Coming into the crosshairs is the matter of freedom of movement for "EU citizens" during the transition period. The EU wants those who move to the UK during that period to have the same rights as all those who where there before we left the EU. The UK, however, disagrees with that and it is fast becoming a deal breaker. As Barnier says, "This is a major subject for us, and also for the European Parliament".

On other issues, such as the application of European rules during the transition, the UK wants "a right of opposition" in the event that it disagrees with a new rule or law that would enter into force during this transitional period. Then, on justice and home affairs issues, Mrs May wants the UK to continue to benefit from its right to participate in new European policies, the so-called opt-in, while it has decided to leave these same policies at the end of the transition.

But, says Barnier, the positions of the European Union are logical. In demanding the benefits of the single market, the customs union and common policies, the UK must accept all the rules and obligations until the end of the transition. It must also assume the inevitable consequences of its decision to leave the European Union, its institutions and policies.
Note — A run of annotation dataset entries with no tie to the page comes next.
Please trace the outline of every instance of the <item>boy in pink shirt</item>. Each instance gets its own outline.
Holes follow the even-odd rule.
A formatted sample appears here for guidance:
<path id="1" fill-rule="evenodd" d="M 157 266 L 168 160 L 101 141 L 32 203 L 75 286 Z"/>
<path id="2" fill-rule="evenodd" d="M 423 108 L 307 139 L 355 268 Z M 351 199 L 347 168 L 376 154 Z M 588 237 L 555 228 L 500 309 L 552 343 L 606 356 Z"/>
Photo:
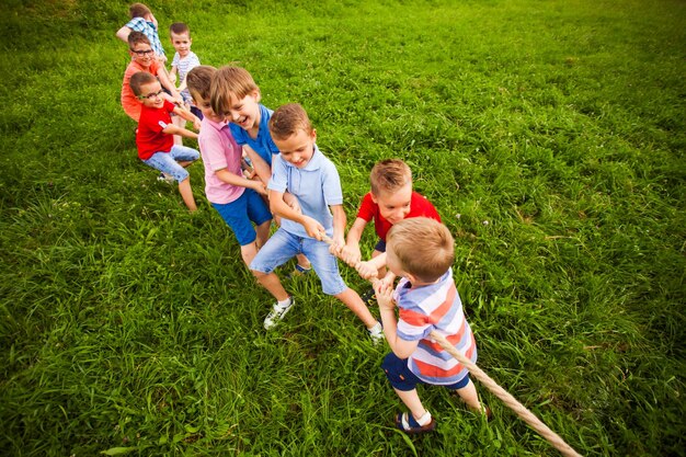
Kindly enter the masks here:
<path id="1" fill-rule="evenodd" d="M 262 181 L 249 180 L 241 170 L 242 148 L 233 139 L 224 116 L 209 101 L 209 84 L 217 70 L 201 65 L 186 75 L 186 85 L 195 106 L 203 113 L 198 145 L 205 163 L 205 194 L 211 206 L 231 228 L 247 265 L 270 236 L 272 214 L 261 195 Z M 256 226 L 253 228 L 253 224 Z"/>

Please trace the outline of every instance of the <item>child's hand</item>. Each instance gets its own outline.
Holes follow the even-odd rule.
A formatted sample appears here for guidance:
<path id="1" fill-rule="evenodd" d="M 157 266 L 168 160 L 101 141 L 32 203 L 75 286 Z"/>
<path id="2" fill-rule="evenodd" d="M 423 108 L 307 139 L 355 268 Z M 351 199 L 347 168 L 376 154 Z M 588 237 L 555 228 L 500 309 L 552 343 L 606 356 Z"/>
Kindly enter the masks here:
<path id="1" fill-rule="evenodd" d="M 392 311 L 396 308 L 392 286 L 389 286 L 384 281 L 377 281 L 374 284 L 374 292 L 376 292 L 376 301 L 379 304 L 379 309 Z"/>
<path id="2" fill-rule="evenodd" d="M 302 227 L 305 227 L 305 231 L 307 231 L 308 237 L 312 237 L 317 241 L 321 241 L 323 236 L 327 235 L 324 226 L 309 216 L 302 216 Z"/>
<path id="3" fill-rule="evenodd" d="M 249 180 L 248 185 L 245 185 L 245 187 L 251 187 L 253 191 L 255 191 L 260 195 L 267 195 L 266 185 L 264 185 L 262 181 Z"/>
<path id="4" fill-rule="evenodd" d="M 371 262 L 359 262 L 355 270 L 365 279 L 373 279 L 379 274 L 379 270 Z"/>
<path id="5" fill-rule="evenodd" d="M 341 250 L 341 259 L 354 269 L 362 261 L 359 244 L 345 244 Z"/>
<path id="6" fill-rule="evenodd" d="M 334 236 L 331 244 L 329 245 L 329 252 L 331 252 L 336 258 L 341 256 L 341 252 L 343 251 L 343 245 L 345 244 L 345 240 L 343 237 Z"/>

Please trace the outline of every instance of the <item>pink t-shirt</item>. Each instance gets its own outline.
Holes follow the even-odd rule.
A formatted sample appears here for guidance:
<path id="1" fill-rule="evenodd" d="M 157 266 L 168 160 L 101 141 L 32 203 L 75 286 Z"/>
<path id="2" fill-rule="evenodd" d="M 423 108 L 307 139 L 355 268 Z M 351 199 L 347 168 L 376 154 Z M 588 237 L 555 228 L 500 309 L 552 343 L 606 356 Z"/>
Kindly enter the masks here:
<path id="1" fill-rule="evenodd" d="M 226 169 L 229 173 L 242 176 L 242 149 L 233 139 L 229 124 L 204 117 L 197 144 L 205 164 L 207 199 L 210 203 L 227 204 L 240 197 L 245 187 L 227 184 L 215 174 L 215 171 Z"/>

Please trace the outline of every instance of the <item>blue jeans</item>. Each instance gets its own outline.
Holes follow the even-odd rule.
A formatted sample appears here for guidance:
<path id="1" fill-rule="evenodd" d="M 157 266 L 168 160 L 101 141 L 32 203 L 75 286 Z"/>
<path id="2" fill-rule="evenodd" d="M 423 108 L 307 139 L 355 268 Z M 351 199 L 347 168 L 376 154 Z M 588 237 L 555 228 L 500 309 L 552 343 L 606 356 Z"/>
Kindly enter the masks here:
<path id="1" fill-rule="evenodd" d="M 297 254 L 305 254 L 319 276 L 321 288 L 327 295 L 339 295 L 347 289 L 339 273 L 336 258 L 329 245 L 309 237 L 298 237 L 279 228 L 262 247 L 250 263 L 250 270 L 272 273 L 277 266 Z"/>
<path id="2" fill-rule="evenodd" d="M 169 152 L 155 152 L 152 157 L 142 162 L 162 173 L 171 174 L 176 182 L 181 182 L 188 178 L 188 172 L 178 162 L 194 162 L 199 157 L 201 153 L 193 148 L 174 145 Z"/>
From there, we get a glint of steel. "Given these disagreements, and to be very frank, the transition is not now acquired. If these disagreements persist, the transition is not a given".
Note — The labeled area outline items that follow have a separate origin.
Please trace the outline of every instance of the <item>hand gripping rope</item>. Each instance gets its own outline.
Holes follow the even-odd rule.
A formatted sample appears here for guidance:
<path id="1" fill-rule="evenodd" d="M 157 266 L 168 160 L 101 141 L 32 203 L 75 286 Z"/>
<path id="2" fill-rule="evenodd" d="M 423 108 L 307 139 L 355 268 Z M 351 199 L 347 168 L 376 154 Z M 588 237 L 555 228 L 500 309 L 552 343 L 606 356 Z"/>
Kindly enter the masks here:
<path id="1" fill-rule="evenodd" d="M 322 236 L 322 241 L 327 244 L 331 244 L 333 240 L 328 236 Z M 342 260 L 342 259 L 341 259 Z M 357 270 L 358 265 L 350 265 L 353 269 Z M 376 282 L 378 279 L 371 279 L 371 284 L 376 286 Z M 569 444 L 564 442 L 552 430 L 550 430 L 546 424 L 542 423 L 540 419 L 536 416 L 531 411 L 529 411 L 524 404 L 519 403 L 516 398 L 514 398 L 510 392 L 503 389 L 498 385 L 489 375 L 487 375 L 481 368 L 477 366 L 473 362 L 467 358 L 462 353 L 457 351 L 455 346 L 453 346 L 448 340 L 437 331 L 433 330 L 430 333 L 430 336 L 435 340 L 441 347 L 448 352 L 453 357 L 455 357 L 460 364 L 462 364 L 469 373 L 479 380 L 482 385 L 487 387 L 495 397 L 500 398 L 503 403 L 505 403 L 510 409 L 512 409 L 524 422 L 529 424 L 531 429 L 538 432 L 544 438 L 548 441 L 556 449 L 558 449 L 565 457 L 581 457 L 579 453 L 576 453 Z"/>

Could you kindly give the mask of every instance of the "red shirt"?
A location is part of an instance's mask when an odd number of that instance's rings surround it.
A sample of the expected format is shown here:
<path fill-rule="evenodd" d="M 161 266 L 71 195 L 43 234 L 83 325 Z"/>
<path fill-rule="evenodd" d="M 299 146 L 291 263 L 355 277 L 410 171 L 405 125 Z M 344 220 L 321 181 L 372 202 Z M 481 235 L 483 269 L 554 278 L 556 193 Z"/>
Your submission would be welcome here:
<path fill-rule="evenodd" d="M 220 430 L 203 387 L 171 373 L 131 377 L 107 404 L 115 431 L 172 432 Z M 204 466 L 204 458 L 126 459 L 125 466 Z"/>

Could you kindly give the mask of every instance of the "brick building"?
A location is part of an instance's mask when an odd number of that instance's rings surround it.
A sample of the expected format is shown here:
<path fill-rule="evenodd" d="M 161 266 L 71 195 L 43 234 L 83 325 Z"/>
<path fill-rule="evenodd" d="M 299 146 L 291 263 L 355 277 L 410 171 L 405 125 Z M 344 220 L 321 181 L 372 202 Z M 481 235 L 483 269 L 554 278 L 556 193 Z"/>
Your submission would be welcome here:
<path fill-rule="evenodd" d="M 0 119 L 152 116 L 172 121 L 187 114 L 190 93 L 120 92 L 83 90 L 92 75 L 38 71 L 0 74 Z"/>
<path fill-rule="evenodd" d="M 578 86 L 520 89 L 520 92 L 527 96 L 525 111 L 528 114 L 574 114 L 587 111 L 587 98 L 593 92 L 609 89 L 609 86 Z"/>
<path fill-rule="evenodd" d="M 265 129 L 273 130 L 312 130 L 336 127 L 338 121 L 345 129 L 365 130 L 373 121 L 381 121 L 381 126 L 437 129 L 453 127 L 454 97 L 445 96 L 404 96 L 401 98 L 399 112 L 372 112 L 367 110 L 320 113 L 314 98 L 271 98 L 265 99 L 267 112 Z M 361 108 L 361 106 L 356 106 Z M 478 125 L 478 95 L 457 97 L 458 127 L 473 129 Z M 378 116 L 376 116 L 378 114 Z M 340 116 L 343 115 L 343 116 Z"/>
Basically, the EU is in no mood to offer even the slightest concessions. It has already produced one draft legal text and, once approved by the 27, it will be an integral part of the EU's draft withdrawal agreement.

That text includes a proposal to strengthen the existing enforcement mechanisms in the EU during the transition period. This is not "punishment" says Barnier. Simply, in the event of a breach of European rules during the transition, the usual infringement procedures may take too much time and therefore not be operational to resolve a possible dispute between the UK and the EU.

Thus, Barnier emphasises, we are simply building a legally sound exit agreement that leaves no room for uncertainty. And that is how the EU intends to "move forward in this negotiation".

But that leaves Mrs May with nowhere to go. With Northern Ireland, she is between the rocks and hard places of a "seamless border" and the DUP's refusal to countenance a solution that makes Northern Ireland "different from other parts of the United Kingdom".

She ducked the issue at Florence, she ducked the issue later in Brussels and now it's closing in on her, with the added spice of the other issues. Yet she appears to have no more ideas of what to do than she did last September on the eve of her Florence speech.

Slowly, inexorably, she is being pulled into the grinding machine of the EU's legal machine, driven by her indecision and lack of resolution. And as the clock counts down, all we can do is watch in awe.